A nice perspective shot of a history wall display, hoping to provide perspective indeed to visitors.

In a city hosting some of the finest museums in the world, any museum charging any fee was headed for “30,” as reporters used to say at the end of stories. It had been a similar challenge with the Foundation and Gallery with which I was connected. We had a small building, the original, historic Washington Star Building, but a rental tab of eight-thousand dollars a month. Some day, here, I will tell more of its story.

Back to the Newseum. We roamed the floors and galleries, and visited the empty gift shop. There were the clever pull-out drawers of notable front pages and headlines, the wall display celebrating the First Amendment, theaters with grainy old television news reports. We landed on the moon again; Nixon resigned again; the Berlin Wall (portions of which are at the Newseum) was breached one last time. They became melancholy echoes as closing time was announced.



A portion of the Berlin Wall on display in a special gallery. It brought back memories.

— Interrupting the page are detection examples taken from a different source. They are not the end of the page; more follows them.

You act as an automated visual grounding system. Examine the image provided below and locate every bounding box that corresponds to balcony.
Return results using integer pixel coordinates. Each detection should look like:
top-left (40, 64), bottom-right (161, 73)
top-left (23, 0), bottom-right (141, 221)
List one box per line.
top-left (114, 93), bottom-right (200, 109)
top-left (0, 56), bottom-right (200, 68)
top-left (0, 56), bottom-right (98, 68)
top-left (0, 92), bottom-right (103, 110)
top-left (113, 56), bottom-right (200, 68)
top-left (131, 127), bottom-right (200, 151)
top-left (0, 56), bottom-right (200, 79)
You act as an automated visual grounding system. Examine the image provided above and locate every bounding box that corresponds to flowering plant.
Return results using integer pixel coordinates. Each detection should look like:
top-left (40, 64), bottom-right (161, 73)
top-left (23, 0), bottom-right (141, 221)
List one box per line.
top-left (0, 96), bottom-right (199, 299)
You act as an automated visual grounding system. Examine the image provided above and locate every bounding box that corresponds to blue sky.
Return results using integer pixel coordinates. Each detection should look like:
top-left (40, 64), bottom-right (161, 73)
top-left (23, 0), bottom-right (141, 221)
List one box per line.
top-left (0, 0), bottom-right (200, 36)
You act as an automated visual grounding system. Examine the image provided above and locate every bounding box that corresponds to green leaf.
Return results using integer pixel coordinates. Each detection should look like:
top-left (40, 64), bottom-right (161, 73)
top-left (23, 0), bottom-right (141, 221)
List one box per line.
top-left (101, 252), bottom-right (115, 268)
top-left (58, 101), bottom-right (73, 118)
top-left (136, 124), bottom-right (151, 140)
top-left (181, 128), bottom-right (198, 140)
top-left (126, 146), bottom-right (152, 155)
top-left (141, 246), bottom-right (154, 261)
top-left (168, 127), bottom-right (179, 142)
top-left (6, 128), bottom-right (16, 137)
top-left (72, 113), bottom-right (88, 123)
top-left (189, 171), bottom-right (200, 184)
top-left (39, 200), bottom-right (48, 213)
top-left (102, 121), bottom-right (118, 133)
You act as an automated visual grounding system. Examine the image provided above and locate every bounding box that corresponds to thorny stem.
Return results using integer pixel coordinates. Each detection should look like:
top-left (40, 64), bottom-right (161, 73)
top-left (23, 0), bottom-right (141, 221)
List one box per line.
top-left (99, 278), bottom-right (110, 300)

I was in Germany when the “wall fell,” but at the Frankfurt Book Fair, not in Berlin, I had dinner with a dozen or so editors and publishers, most in the 20s or 30s, and I was surprised that most of them were supremely indifferent, or slightly hostile, to Communism’s demise. It remains a matter of surprise to me.

Among the many ghosts I was surprised to find myself. Many of the newspaper pages and magazine covers acknowledged lenders, if not the Newseum’s own collection – foundations or syndicates or other museums. I was startled to see a Little Nemo page with “Courtesy Rick Marschall Collection” on the card. I didn’t know they still were acknowledging me. Just  my luck; now they’re closing.

Seriously, it was a good dream. Its demise is now being blamed on America’s growing indifference to Freedom of the Press, but that is face-saving press-agentry. It attempted to be too many things to too few people, an extravagant over-reach in a city thick with museums and even the Senate and House, where citizens may roam free, constrained only against feeding the animals.


The Newseum maintained a focus on contemporary political cartoonists on a rotating basis. Their last is shown here: left-wing cartoonist Darrin Bell.


In a Crowded Life, it was cool and perhaps ironic that I was there on Opening Day and Closing Day too. When all is said and done, if it had been done right, someone like me would have been a frequent visitor through the years.